Last March, Pearl River coach Chris Oney was high-fived by his son, Caleb, when the Wildcats reached the Sweet 16 of the National Junior College Tournament. This year, Oney and his Wildcats were the No. 1 seed to win it all.

Coach Chris Oney tried to take a philosophical approach, attempted to downplay his team’s and his disappointment. It was not an easy task. The dream season has ended for Pearl River Community College, which finished 28-0 and was selected as the No. 1 seed in the National Junior College Championship Tournament.

That national tournament, played annually at Hutchinson, Kansas, was canceled Monday because of the Coronavirus.

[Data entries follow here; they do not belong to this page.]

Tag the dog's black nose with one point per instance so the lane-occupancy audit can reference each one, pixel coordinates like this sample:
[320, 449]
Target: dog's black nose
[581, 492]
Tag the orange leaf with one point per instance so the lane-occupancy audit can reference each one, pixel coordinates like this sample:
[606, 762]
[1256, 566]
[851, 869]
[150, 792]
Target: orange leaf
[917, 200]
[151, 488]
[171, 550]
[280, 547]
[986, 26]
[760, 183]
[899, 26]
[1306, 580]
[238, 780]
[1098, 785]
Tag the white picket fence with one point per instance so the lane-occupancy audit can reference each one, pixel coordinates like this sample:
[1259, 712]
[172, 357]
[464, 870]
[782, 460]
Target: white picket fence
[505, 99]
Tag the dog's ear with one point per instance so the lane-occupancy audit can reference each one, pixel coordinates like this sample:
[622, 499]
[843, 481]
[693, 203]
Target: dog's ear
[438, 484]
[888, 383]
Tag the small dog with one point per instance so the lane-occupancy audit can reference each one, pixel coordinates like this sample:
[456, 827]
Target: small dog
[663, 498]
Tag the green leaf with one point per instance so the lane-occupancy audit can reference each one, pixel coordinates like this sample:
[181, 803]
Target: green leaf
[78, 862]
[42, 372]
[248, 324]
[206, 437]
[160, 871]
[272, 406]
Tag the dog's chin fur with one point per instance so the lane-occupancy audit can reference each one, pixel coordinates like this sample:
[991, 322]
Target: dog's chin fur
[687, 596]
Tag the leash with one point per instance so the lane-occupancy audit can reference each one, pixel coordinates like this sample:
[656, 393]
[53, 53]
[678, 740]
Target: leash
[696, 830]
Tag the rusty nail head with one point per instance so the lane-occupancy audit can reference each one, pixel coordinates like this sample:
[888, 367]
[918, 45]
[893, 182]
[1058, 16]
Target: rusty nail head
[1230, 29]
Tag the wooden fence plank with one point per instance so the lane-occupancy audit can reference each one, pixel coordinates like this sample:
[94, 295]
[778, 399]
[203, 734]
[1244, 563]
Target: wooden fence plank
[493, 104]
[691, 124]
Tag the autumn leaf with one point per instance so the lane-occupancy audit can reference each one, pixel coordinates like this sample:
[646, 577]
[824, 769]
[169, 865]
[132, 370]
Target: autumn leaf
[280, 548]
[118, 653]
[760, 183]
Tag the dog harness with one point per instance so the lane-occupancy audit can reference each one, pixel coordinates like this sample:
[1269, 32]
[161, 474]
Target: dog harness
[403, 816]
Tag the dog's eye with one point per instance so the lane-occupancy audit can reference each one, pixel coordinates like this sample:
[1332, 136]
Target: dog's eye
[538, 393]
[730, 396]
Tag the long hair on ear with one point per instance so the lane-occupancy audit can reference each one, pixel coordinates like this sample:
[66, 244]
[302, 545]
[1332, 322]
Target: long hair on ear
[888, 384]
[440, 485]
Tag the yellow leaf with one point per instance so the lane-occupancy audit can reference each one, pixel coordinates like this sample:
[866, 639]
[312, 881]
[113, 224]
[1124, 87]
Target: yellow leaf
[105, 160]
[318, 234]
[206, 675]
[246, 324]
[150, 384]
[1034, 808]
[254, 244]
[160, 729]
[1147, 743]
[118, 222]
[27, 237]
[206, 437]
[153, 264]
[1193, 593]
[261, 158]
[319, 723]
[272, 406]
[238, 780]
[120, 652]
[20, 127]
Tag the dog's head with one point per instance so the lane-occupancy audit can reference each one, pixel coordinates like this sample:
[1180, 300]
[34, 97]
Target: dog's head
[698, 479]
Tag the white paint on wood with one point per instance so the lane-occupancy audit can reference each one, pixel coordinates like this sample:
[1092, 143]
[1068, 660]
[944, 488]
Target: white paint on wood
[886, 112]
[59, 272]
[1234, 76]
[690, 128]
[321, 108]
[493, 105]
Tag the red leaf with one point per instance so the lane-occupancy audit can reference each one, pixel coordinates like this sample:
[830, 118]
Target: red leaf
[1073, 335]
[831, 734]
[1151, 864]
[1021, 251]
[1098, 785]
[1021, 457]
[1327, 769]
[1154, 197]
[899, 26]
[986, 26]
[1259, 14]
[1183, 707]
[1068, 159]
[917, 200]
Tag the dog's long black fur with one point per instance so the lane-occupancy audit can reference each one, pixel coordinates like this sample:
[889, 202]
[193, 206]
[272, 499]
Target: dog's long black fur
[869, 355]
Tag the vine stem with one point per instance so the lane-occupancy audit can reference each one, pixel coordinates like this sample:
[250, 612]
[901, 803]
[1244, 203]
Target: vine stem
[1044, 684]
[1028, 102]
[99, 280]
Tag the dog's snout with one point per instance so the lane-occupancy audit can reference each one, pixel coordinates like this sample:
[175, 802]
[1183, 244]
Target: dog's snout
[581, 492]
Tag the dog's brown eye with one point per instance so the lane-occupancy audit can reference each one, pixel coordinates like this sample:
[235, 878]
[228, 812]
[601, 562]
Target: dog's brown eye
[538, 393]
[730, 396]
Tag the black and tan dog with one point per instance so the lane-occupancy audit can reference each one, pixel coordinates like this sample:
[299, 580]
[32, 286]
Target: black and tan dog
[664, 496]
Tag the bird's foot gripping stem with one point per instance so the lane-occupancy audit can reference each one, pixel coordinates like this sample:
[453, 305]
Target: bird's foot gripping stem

“I saw it coming,” Oney said in a phone conversation Monday afternoon. “So much has happened so fast. With all that was going on, this wasn’t a big shock.”

Rick Cleveland

The tournament originally was scheduled to begin this week. But last week came the news that the tournament was postponed until April 20. Monday, the postponement turned into a cancellation. The National Junior College Athletic Association announced that not only the basketball tournament has been canceled, but all junior college spring sports competition has ended as well.

“In light of the progressive evolvement of the COVID-19 situation, we decided to end all competition for the remainder of the academic year,” said Dr. Christopher Parker, NJCAA President and CEO. “The NJCAA exhausted all possible avenues to potentially postpone competition for both upcoming basketball championships and spring sports competition. We believe following the recommendations of the CDC is in the best interest of our member colleges and out student athletes.”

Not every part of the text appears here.